State Sen. Dale Risinger (R-Peoria) said Senate Bill 107 (P.A. 96-0927) will modernize Illinois’ existing telecommunications law, which had been implemented before the prevalent use of cell phones. The law will continue to safeguard consumers by extending affordable package options to those who still use landline services, while also lifting unnecessary regulations to promote companies’ investment in wireless and broadband technology.

The measure also encourages market competition by allowing telephone companies to alter price and phone package details without approval from the Illinois Commerce Commission, which often took weeks.

Another measure, House Bill 6349 (P.A. 96-0929), puts Illinoisans to work when they need it most. The bill requires that at least 90 percent of workers hired for construction and hazardous waste clean-up on public works projects must be workers from Illinois, if the state unemployment rate is over 5 percent for two consecutive calendar months.

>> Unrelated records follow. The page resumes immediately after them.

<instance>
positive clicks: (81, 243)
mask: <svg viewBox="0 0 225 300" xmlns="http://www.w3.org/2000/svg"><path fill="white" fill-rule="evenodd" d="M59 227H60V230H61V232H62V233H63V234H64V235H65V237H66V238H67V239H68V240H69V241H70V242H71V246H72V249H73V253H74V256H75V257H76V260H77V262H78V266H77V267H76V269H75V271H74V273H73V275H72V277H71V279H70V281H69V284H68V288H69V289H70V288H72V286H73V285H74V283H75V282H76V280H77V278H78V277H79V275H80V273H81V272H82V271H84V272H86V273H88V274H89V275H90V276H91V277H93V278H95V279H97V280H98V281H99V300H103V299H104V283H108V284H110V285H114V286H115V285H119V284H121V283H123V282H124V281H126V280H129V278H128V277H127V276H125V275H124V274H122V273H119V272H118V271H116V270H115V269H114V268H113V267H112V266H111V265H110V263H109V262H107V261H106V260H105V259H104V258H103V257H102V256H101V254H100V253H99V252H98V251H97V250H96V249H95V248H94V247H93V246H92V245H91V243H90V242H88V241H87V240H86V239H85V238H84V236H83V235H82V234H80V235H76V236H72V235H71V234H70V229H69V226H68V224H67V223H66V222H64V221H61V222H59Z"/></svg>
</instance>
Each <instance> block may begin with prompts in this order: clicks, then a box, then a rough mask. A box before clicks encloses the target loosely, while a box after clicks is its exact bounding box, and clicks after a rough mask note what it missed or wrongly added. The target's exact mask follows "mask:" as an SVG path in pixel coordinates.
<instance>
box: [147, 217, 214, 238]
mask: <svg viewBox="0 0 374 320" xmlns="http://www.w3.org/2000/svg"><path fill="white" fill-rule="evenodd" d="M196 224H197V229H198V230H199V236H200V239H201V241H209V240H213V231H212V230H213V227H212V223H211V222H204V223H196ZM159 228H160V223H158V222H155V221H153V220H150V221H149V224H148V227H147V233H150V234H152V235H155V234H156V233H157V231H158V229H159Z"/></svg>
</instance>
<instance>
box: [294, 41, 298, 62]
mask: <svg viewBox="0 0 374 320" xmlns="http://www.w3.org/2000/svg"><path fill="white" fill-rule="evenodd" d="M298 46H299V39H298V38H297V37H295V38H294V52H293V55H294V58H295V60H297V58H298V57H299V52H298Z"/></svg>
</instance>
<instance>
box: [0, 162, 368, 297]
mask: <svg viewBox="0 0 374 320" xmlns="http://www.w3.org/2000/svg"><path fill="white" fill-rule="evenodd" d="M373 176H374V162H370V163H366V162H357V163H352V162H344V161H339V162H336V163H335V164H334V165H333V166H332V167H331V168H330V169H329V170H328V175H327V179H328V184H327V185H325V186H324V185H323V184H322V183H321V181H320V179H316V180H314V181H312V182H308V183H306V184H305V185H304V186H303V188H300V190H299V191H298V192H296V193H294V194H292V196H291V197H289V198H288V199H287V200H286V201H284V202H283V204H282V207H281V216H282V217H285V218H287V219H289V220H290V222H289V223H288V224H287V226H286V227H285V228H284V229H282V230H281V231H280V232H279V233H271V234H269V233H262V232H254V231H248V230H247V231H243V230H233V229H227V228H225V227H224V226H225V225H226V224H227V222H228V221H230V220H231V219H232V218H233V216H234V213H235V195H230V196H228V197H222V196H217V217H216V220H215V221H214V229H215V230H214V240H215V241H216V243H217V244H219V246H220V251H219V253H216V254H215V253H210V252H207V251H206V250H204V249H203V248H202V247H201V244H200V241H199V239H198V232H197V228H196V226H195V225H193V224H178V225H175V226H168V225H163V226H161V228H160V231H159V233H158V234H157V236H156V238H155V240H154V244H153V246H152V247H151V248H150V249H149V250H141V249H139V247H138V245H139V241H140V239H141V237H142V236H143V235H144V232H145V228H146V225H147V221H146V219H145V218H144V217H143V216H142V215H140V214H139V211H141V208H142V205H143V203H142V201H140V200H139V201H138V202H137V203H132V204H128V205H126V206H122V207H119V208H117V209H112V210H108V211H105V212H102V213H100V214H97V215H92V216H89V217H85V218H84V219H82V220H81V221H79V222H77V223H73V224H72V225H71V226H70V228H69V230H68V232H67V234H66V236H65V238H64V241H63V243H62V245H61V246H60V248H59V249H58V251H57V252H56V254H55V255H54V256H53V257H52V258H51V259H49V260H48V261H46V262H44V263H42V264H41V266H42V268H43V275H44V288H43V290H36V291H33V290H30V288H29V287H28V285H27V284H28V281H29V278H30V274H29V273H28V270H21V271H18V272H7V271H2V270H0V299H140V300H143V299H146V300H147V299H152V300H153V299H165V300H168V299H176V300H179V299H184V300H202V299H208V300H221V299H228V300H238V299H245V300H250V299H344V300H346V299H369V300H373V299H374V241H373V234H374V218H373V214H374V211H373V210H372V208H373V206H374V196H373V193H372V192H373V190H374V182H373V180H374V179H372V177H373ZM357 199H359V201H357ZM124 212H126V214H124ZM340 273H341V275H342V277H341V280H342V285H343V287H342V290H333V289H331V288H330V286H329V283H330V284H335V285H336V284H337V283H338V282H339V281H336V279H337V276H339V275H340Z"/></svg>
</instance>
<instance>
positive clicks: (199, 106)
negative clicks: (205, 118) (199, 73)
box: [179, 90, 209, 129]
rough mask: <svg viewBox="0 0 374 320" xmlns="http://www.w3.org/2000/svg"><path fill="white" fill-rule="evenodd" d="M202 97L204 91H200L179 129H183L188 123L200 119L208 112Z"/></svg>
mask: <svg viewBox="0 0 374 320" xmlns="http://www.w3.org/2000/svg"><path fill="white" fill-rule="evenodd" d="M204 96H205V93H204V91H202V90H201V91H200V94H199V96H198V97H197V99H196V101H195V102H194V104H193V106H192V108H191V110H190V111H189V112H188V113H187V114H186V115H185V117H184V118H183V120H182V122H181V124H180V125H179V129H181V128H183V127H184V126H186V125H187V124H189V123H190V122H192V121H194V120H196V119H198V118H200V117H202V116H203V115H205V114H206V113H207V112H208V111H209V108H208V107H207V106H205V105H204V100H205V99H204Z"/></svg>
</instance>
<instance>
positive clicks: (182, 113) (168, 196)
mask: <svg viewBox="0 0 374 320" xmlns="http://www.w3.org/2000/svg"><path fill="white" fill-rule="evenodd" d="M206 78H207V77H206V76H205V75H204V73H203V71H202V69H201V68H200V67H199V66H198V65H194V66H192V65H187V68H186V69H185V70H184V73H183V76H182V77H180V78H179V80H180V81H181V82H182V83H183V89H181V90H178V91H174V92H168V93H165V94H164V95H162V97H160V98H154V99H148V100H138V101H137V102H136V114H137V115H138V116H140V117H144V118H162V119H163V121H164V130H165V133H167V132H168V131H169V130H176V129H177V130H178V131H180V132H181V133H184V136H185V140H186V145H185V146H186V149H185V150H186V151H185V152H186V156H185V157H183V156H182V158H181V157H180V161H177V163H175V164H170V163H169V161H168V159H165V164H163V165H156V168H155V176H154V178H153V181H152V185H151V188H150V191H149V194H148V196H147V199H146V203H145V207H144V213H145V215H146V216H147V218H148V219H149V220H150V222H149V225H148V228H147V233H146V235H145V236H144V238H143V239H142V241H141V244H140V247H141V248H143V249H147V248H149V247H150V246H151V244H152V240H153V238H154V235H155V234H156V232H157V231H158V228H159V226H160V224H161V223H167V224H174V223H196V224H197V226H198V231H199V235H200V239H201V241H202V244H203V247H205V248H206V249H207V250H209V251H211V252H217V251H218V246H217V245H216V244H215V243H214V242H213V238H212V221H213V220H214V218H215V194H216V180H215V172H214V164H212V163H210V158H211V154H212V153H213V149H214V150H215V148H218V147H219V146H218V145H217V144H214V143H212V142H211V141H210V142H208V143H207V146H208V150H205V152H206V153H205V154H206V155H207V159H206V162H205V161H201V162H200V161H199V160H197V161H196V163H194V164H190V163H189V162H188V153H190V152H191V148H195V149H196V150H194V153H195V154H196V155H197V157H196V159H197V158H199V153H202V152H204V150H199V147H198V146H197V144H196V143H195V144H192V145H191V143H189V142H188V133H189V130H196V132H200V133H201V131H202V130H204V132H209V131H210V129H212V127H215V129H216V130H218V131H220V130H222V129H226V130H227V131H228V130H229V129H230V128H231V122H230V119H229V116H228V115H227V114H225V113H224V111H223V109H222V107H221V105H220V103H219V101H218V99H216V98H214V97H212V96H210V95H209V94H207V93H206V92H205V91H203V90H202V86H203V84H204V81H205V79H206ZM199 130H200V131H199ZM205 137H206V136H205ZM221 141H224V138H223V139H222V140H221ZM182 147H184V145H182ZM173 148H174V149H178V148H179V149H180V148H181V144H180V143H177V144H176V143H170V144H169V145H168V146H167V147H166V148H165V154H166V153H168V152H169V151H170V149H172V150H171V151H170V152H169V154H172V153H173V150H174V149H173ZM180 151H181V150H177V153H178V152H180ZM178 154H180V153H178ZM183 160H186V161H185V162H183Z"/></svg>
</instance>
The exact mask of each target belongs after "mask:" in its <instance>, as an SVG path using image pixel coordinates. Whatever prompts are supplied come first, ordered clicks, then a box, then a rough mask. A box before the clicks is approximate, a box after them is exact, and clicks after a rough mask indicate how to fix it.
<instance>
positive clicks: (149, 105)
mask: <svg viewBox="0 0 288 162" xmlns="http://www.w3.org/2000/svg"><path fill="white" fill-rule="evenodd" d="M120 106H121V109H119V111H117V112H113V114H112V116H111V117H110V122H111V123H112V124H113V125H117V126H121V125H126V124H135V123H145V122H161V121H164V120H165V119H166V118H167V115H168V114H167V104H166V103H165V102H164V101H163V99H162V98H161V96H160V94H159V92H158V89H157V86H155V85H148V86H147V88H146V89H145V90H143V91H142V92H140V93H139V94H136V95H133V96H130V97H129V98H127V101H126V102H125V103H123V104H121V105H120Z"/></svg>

The measure seeks to create job opportunities for Illinoisans during tough economic times and instances of significant unemployment.

In other news, Risinger said Illinois’ credit rating was downgraded once again, based primarily on the state’s continuing budget deficit. Fitch Ratings recently downgraded Illinois, which now has the second-lowest rating in the nation after California. The downgrade comes on the heels of a Moody’s Investors Service downgrade, which tied Illinois with California for the worst-rated state in the nation.

The two downgrades bring the total number of downgrades under Gov. Pat Quinn to eight — almost triple the three downgrades Illinois received under former Gov. Rod Blagojevich. Illinois has only been downgraded 17 times in its history, and almost half of those occurred during Quinn’s one-and-a-half years in office.

Credit downgrades serve as independent “report cards” of the state’s finances. The lower the state’s credit rating, the more it costs when the state tries to borrow money. It’s likely that these downgrades will lead to hundreds of millions of dollars in higher interest costs in the future.